Mármol tiene cincuenta cubiertos en total, y una atención dedicada a cada uno de ellos. La carta está armada con el mismo esmero, tanto para la cafetería al paso como para los platos de fondo. Entre los primeros, destaco la Croque Monsieur (una brioche con mostaza registrada, pata cocida, gruyere y curry); y el Bolonia, en pan de campo, con la misma mostaza y mortadela con nuez a la plancha. De los platos fuertes, hay una bondiola de cerdo -cocinada muy lentamente, a la pimienta- y una entraña de costilla, ambas un espectáculo. Para la Semana Santa prepararon también un ceviche tan equilibrado que da para comer dos raciones. Aunque, más logrados que los platos de fondo son las tapas, para picotear y compartir (si piden alguna, no dejen de probar unos rollitos de cerdo en masa filo, con manzana y yogur natural: un hallazgo).
Y entre todas esas sensaciones, la de comer recostados en unos muros levantados hace algunos siglos, cuando toda esta historia comenzaba. Vale la pena.
Opinión: Ni lo duden.
Calificación: Cuatro aceitunas (verdes y gordas).
Recetas
Un postre divino
El miércoles pasado prometí que diría cómo hacer galletitas de nuez y azahar, un postre que, tras haber escanciado el agua milagrosamente devenida en vino, muy probablemente hayan degustado en las bodas de Caná, el mismísimo Cristo incluido. Todos los ingredientes nos son comunes, salvo -quizá- el agua de azahar (pero que se consigue fácilmente en cierto bien surtido almacén ubicado en el Paseo Santo Domingo, o donde vendan productos árabes, libaneses o griegos).
Entonces, para hacer 30 unidades de masitas de nuez y azahar se necesitarán, para las galletas: 200 gramos de manteca; media taza de azúcar impalpable; 2 cucharadas soperas (40 ml) de agua de azahar; y dos tazas (500 ml) de harina.
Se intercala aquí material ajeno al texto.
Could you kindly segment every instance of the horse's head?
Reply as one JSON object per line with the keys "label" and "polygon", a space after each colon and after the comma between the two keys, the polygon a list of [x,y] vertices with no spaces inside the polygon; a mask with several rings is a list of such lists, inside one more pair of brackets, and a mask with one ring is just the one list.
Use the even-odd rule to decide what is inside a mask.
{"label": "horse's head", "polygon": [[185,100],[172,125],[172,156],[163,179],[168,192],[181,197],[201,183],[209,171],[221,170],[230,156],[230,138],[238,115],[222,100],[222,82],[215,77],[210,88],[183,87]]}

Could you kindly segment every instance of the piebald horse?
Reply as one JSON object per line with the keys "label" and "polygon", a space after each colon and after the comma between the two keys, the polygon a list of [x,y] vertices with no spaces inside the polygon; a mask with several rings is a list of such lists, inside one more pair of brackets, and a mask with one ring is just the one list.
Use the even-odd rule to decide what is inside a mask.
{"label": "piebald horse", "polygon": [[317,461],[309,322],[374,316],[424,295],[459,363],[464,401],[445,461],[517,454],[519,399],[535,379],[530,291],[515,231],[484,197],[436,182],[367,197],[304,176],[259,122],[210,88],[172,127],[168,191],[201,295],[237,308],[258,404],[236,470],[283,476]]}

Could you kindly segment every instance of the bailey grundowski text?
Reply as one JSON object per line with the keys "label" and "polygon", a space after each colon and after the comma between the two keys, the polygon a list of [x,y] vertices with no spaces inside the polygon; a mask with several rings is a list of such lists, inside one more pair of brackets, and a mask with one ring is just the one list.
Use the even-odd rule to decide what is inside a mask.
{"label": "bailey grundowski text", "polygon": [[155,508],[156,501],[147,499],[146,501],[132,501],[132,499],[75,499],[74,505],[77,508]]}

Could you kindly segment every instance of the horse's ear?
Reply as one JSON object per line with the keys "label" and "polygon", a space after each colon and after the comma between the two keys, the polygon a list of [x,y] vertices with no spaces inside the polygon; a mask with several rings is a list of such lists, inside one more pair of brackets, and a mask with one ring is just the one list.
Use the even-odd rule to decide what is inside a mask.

Y para el relleno: media taza de nueces picadas; un cuarto de taza de azúcar impalpable; y una ramita (o una cucharadita de café) de canela picada.
Vamos pá´allá: Precalentamos el horno a 160ºC; untamos con aceite un molde de unos 30 x 25 cm; batimos la manteca reblandecida y el azúcar impalpable en un cazo pequeño, hasta obtener una mezcla cremosa; la colocamos en un bowl más grande y vamos añadiendo el agua de azahar y la harina, hasta que esté todo bien mezclado. Presionamos la mezcla con las manos hasta formar una pasta espesa. Por su parte, mezclamos bien en otro cazo las nueces, el azúcar y la canela. Con la masa formamos bolitas y presionamos con el pulgar en el centro, para que se forme un pequeño volcán, en ese hueco colocamos una cucharadita del relleno. Disponemos las galletas en el molde engrasado. Las aplanamos ligeramente, sin dejar que la pasta cubra el relleno, y llevamos al horno precalentado; horneamos unos 17 minutos, hasta que estén bien doradas todo alrededor. Retiramos, dejamos que se enfríen y las servimos con café fuerte. O, como en Caná, con más vino. ¡Salud!